Белов выговорился и теперь сидел с блуждающими глазами на побагровевшем лице. Во всем его облике чувствовалась какая-то хроническая усталость, какую нельзя снять ни крепкой выпивкой, ни доброй охотой на матерого зверя, ни отдыхом где-нибудь на Канарах. Такая наваливается на человека, когда как бы усыхает душа его. Усыхает от многих страданий, от многих потерь, от невозможности вернуться к изначальному — начать то есть жизнь с чистого листа — так, во всяком случае, показалось Курицину. Потому он еще внимательнее стал вслушиваться в слова, всматриваться в глаза собеседника.
«Что-то здесь не то и не так, — думалось между тем. — Или тебе действительно хвост прищемили, или уж что-то иное, недаром две недели болтался в Иркутске… И чего это надо было столько времени болтаться?..» — изводился в догадках.
* * *
Белов не собирался столько времени пробыть в областном центре — три-четыре дня и не более того. Даже в связи с приездом дочери Леокадии Петровны — Людмилы. Ну, встретил, ну, отдал дань приличия, сводил куда в ресторан женщин и — отвалил в свои присаянские пенаты. Однако он превысил все нормы, какие отпускал себе на подобные поездки.

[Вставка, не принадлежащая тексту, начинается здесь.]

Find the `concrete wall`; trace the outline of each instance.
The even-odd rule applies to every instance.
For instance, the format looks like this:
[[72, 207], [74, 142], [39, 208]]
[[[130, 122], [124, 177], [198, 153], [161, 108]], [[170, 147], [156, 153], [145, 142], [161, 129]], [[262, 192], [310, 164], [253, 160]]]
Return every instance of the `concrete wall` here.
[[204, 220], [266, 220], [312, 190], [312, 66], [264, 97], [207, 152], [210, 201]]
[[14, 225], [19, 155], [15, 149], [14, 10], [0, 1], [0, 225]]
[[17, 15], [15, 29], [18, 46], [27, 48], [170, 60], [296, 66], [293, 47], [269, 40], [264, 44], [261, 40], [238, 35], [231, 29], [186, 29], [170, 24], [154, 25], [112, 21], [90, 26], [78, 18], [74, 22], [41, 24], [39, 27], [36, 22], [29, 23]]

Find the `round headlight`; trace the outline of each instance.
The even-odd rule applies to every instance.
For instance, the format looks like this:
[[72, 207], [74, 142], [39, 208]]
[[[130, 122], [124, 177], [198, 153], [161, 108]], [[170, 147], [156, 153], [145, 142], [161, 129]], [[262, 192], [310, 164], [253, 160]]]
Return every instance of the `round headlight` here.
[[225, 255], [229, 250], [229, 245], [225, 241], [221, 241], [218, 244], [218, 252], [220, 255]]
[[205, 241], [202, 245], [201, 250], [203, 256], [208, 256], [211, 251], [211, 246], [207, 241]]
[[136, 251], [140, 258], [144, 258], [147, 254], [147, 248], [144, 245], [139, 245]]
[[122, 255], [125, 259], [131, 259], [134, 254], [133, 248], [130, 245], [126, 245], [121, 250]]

Белов в первый же вечер пригласил женщин в лучший ресторан Иркутска отужинать, мотивируя свое приглашение тем, что такую встречу надо бы отметить шампанским, тем более что сам выход на люди не представлял для женщин особых хлопот, ведь они и без того собирались принарядиться для домашнего застолья. Имел он при этом и свое соображение, которое состояло в том, что в ресторанном чаду, толкотне, шарканье официантов и разговорах за ближними столами он останется самим собой и внутренняя его скованность мало-помалу сгладится, останется незамеченной и он как бы сохранит собственное мужское достоинство человека самодостаточного и независимого ни от каких чувств.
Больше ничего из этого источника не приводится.